Teachers do not feel that they have sufficient knowledge to be able to differentiate, or adapt their resources and lesson plans to meet the needs of young people with various needs. Teacher trainees do not receive consistent quality or duration of input in SEND provision. Ofsted acknowledged in 2020 that quality across different types of providers is inconsistent and despite their oversight of provision, Ofsted appears to have done little to mitigate this. They also note that some ITE providers do not have expertise in supporting learners with SEND available to support the trainee teachers as part of their ITE. This is alarming and sadly unsurprising. It seems we have been addressing the same arguments since I started teaching in 2007: better training, funding and resourcing to support young people with SEND. Sadly, when I started teaching, these battles had already been raging for many years. Nothing, it seems, appears to change.
What can we do about it?
In 2009, Rose argued that schools should have access to specialist teachers to support students’ literacy development. Those gaps in training continue, 10 years after Rose! I also recommended that schools have access to appropriately trained teachers and that all trainees should receive training on specific learning difficulties (this was the focus of that report). However, I also recommended that SENDCo training should incorporate specialism in one of the four overarching areas of need.

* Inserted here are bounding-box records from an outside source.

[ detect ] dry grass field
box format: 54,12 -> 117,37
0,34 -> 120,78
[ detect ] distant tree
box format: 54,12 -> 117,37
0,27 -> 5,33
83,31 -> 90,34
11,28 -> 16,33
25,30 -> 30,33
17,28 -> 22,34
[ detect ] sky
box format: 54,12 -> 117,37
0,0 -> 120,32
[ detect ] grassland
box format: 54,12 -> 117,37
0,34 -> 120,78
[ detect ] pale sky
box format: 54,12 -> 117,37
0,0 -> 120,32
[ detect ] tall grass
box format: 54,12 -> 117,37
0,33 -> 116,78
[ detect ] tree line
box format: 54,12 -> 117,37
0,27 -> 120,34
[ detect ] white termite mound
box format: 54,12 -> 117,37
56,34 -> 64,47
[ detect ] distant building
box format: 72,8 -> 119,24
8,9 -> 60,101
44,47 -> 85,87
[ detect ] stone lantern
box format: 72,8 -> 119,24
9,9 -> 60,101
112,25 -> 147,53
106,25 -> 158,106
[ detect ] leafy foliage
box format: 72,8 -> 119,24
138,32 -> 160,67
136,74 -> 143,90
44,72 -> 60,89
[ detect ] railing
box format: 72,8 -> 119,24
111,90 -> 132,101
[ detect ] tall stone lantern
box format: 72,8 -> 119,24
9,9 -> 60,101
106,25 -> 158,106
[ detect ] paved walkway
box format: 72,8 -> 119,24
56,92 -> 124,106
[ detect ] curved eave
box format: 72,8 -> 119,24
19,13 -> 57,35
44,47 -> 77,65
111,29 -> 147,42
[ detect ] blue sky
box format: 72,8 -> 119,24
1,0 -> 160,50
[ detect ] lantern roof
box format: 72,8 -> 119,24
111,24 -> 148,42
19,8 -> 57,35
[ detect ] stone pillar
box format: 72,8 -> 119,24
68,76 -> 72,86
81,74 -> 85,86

Systematically, lobbying and petitions are still needed, hence the ‘pinging’ in my inbox and the work I do within my voluntary roles. However, there are also things that individuals and schools can do within their own teaching practice to support learners with SEND.
• Dyslexia friendly lessons: these are useful for all learners through adaptation of presentation slides and lessons resources.
• Schools can activate ‘accessibility’ features in online packages such as Office 365 or on Google Docs etc.
• Teachers can make use of free resources on SEND as provided by MOOCs, Seneca, Microsoft Learning etc.
• Teachers and schools should continue to work with parents/carers to find what learners need, working on the small things that can be revolutionary in their impact: visual timetables, wriggle breaks, printing on coloured paper etc.
These are a few suggestions, but ultimately, we need fundamental structural change in ITE and ongoing training so that full consideration of special educational needs is given. Teachers at all stages of their careers, need comprehensive and ongoing CPD in how to meet learners’ needs so that they can be their best, to support learners to be their best.